I was pretty bushed by the time I got home at 8.30 Saturday evening, then had to preach Sunday morning, then go to a Seminar in a neighbouring town, followed by a meeting with my supervisor and a hospital visit, rushed Officeworks trip and home in time for music group.

Then madly preparing for my RI class Tuesday lunchtime.

Then the taking of the class (I have 28 grade 2s - that is WAY too many for a non-teacher to keep under control all at once), followed by child protection seminar.

Thankfully today had nothing down in my diary until Ministry Team meeting late this afternoon. I slept reasonably well secure in the knowledge that I didn't really have to get up and prepare for anything. I could get some essential housework done, get out tax stuff together and make a few phonecalls to organise some things.

The chance I appreciated the 8.05am phone call from the church wondering whether I was coming for the Pastoral Carers meeting? (which I chair - oops)

Friday, October 15, 2010

Three Hundred Words

These are the final words that I had to ditch or bung into footnotes in order to get my assignment completed. Of course, I needed to take out more than 300 in order to put more words in to make things intelligible.

It has been submitted.

With 2996 words.

I am free.

the following questions will be addressed. First, what does Paul mean when he talks about “law” or “the law”? Is there a difference discernable from the particular terminology he uses? Second, what is it that Paul states outright that the law is not? Third, if the law is not something, what then is its purpose or role? How does it function? Fourth, what is the context for Romans? Lastly, what are the possible conflicts that come from Paul’s treatment of the law in Romans, and does the context help resolve them? which can and that really However, Romans does challenge the privileged status of the Jews, and their false confidence that God in his grace will accept them, and that their sin is not as bad as the sins committed by the Gentiles living around them The law brings our sin to our attention.
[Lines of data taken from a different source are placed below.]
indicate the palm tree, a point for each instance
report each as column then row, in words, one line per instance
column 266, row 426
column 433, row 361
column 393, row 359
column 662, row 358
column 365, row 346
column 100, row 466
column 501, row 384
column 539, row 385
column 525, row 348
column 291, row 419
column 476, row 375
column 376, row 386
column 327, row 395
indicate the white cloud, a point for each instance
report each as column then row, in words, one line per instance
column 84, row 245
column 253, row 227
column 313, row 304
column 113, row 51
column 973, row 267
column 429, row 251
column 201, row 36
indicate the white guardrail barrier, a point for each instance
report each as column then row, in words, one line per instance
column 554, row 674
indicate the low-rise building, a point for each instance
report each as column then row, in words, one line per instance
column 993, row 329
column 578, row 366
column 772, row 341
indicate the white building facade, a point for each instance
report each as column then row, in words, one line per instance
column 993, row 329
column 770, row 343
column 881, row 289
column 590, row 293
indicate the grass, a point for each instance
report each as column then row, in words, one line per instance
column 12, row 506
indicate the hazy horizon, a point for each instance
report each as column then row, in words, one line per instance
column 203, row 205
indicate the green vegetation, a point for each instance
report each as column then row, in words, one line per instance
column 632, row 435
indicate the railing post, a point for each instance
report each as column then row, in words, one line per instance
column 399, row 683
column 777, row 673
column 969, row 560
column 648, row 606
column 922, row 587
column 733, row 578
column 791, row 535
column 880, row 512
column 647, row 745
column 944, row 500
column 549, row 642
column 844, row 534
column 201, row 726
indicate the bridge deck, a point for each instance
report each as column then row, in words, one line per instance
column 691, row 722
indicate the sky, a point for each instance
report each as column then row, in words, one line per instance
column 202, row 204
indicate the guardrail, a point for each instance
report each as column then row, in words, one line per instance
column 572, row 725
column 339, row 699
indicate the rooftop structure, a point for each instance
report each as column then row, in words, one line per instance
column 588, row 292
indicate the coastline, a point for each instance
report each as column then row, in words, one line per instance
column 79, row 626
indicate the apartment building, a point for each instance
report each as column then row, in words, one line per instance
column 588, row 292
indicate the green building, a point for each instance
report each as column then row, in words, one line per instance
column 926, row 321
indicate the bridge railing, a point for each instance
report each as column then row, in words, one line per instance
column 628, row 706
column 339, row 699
Romans 4:15 (NRSV) Morris explains that our passions are passive, such that experiences happen to them. goes further to: “But if you call yourself a Jew and rely on the law and boast of your relation to God and know his will and determine what is best because you are instructed in the law... For as it is written, ‘The name of God is blasphemed among the Gentiles because of you.’” In particular the food laws, Sabbath, and circumcision were at times ridiculed by the surrounding Gentile population. it each of which may shed light on that seem to occur These are Some can be hazarded within life in Rome with a double character but modern theologians This has lead to outside of the contexts of both Paul and Rome Sanders does not find all Paul’s arguments convincing to the contemporary mind, even if his basic views are true. must confess have a for that Gorman would remind us that We do not have to choose between these classifications could make As such, . , including questions like “What is Israel’s role in salvation-history?”, and “What is the function of Torah/circumcision?” would would Romans can be dense and confusing because Paul’s style, thought patterns, and argument are not familiar to modern thought. as discussed above for , as it causes division , his crucial saving act because of himself Jewish to the

How much sense do they make out of context?

Friday, October 8, 2010

You see, there's this assignment...

Yes.

I've been very quiet.

Hardly had the computer on, in fact.

Pretty desperately trying to get the reading done on my final major research assignment that is due next Friday. A week. And I'm still reading. *Sigh*

That's in addition to the fact that tomorrow's the church Spring Fair.

And the fact that the LBD must be walked or he won't get his leg back working properly. Tried a swimming session today, but it was cold, misting rain and frigid breeze. I wasn't happy being up to my knees in the water, and the LBD had more sense than to try swimming.

So how much time am I spending on line until next Friday?